The “big winners” aren’t clear yet. What we know for sure is that they will be the institutions that move soonest and most successfully to “win the new normal.”

We also know that the window of opportunity to win the new normal has opened. The pandemic is not over, and the “new normal” won’t arrive everywhere at the same time, but it’s already becoming clear what it will look like:

  • Mode-independent instruction: courses are designed to be face to face and online, synchronous and A handful of elite institutions will revert to fully face-to-face instruction, but most will try to consolidate their new, remote-learning capabilities.
  • Rapid response: institutions are able to switch quickly and smoothly between the modes in their mode-independent courses. Experts agree that the pandemic likely will be followed by a long period of localized epidemics. Institutions will need this flexibility to be able to respond to the events specific to their locales.
  • Mode-independent student-support: the student experience moves from “learning at” an institution to “learning with” an institution, with all of the changes in support-services that implies.
  • Mode-independent leadership and management: similarly, a staff-person’s experience must move from “working at” an institution to “working with” an institution, with all the administrative, managerial, and planning and leadership changes that implies.
  • Mode-aware campus planning; campus plans built around reliable revenues from residential students are re-engineered to thrive in the new volatility; and
  • An equitable, learner-centric approach to student success. Each student’s holistic experience with the institution is built around what they bring to their learning, the mode(s) in which they learn, and where they want to go. New modes of instruction require new modes of student support. Eighteen months of disparate outcomes have made it clear that remote learning is disproportionately detrimental to non-traditional and at-risk students. Winning campuses may or may not implement “personalized learning,” but they all will implement diligent, personalized support for student success.

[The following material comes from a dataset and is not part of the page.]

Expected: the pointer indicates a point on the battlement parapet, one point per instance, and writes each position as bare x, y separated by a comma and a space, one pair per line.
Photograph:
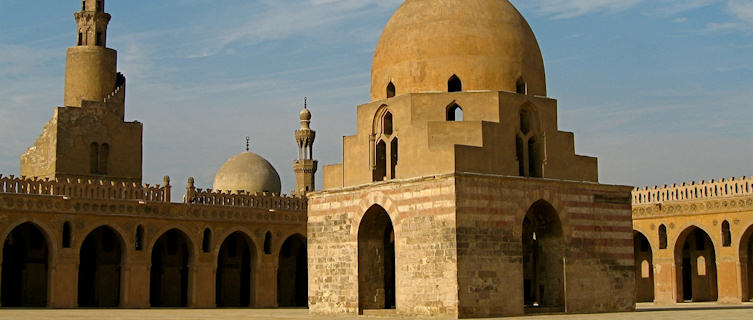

The window of opportunity will not stay open long, because those who move early and well will reap most of the gains. To win, institutions will need to reinforce three values in their core organizational culture:

  • Agility. The new normal will be “less normal” than the old. Volatility will increase. Winning institutions must be able to move and change course quickly. The implications for administrative structure, planning, and decision making are profound.
  • Performance. Whether it’s called “results orientation,” “outcomes orientation,” “student centrism,” or something else, winning institutions will build new formal and informal contracts with their students (and staff!) that pay much more attention than before to what the students, their parents, and their society are seeking to achieve. Those that keep the better promises they make will win the new normal.
  • Resilience. Many features of the new normal remain unresolved. Institutions trying to win will encounter setbacks, will make wrong choices, and will experience all the other downsides of innovating during a time of high volatility. Resilient institutions will recover and win anyway; less-resilient institutions will be overcome.

These are not new values–many experts have long identified them as essential for successful educational innovation, even before the pandemic arrived. The pandemic and its expected aftermath, however, have moved them from “important for innovation” to “important for survival.”

Eighteen months ago, we began an internal project to develop our next-generation of education-design and institutional capability-building offerings. We named that effort The Agiliance Project™, because our analysis of client needs showed that agility, performance, and resilience needed to be at the heart of sustainably excellent education in every nation, going forward.

When the pandemic struck, we tabled our next-generation efforts in favor of helping institutions cope with the pandemic day-to-day. We knew that we couldn’t develop effective solutions until the shape of the new normal became clearer.

Now that the new normal has clarified enough, we’re ready to help the institutions that want to win to accomplish their visions. Over the next several months, we’ll be releasing a series of Agiliance capability building tools and methodologies designed to help any institution to win the new normal.